What do we really know.  What has history taught us. 

We know that whoever is in power controls history.  We know that teaching people a story that makes those in power out to be all good and making those that were destroyed, overthrown, misused all bad or in some way inferior makes  us feel we are on the side of winners.  We identify with the powerful.  We are loyal.  We are patriotic. 

I have talked to people that live in this country and that have their own family history which does not jibe with the current story of history.  People that remember their grandmother telling them of punishment for speaking the language of her family while living at an Indian school.  People that remember when Korea was one country, or that are here as Zorastrians and are afraid of the christians in their neighborhood because religious freedom only goes so far.  People that have heard stories of slavery and are still seeing the effects of being treated as if they are not part of this country.  People that came here recently from another country and found that we are not really that free, that equal--that the land of opportunity is more bumper sticker than truth.

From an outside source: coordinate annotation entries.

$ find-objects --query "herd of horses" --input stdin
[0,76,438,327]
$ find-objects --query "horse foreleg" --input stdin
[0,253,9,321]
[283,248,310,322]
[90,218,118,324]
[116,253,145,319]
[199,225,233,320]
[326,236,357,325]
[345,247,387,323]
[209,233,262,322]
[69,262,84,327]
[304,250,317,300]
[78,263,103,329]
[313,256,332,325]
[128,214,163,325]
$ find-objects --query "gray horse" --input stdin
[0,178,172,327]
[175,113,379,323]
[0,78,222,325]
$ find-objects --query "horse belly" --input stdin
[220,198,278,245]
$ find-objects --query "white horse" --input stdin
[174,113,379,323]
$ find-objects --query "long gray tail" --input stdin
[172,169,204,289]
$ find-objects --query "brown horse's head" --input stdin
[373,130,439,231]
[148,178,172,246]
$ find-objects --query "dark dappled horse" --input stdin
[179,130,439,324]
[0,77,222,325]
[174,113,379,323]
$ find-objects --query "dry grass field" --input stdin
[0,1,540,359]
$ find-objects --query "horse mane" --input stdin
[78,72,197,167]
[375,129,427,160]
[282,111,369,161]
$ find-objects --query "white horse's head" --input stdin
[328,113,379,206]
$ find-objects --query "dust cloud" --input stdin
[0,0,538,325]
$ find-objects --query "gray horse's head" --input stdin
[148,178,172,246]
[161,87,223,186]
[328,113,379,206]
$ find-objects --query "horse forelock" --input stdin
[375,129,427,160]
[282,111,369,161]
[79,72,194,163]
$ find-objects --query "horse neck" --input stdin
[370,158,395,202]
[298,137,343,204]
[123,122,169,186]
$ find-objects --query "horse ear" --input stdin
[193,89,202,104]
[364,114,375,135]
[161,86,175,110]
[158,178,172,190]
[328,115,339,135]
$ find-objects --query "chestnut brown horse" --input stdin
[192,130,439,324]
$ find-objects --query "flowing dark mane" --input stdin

Public schools were created at the beginning of the industrial age to help educate and indoctrinate a rural and uneducated group of people that had been living on farms and ranches and otherwise "off the land" so that they would make good workers in their factories.  The factories needed people with the ability read and do calculations, to follow directions and submit to authority.    Public schools were made, not for the good of the common man, but for the good of the rich and their newest money making enterprises.  The children of the moneyed had always had access to education.  They didn't learn to sing patriotic songs and color turkeys.  They recieved a "classic education"  which we would now equate to an expensive prep school. 

History, if it is to keep us from repeating it biggest mistakes, must be a truer history.  It must include the history of those places we, in the nation, have ignored.  It must tell the story of the oppressed as well as the glory stories of the oppressors.  We must all seek out a more complete, more global, story if we are to avoid the mistakes that have already been made repeatedly.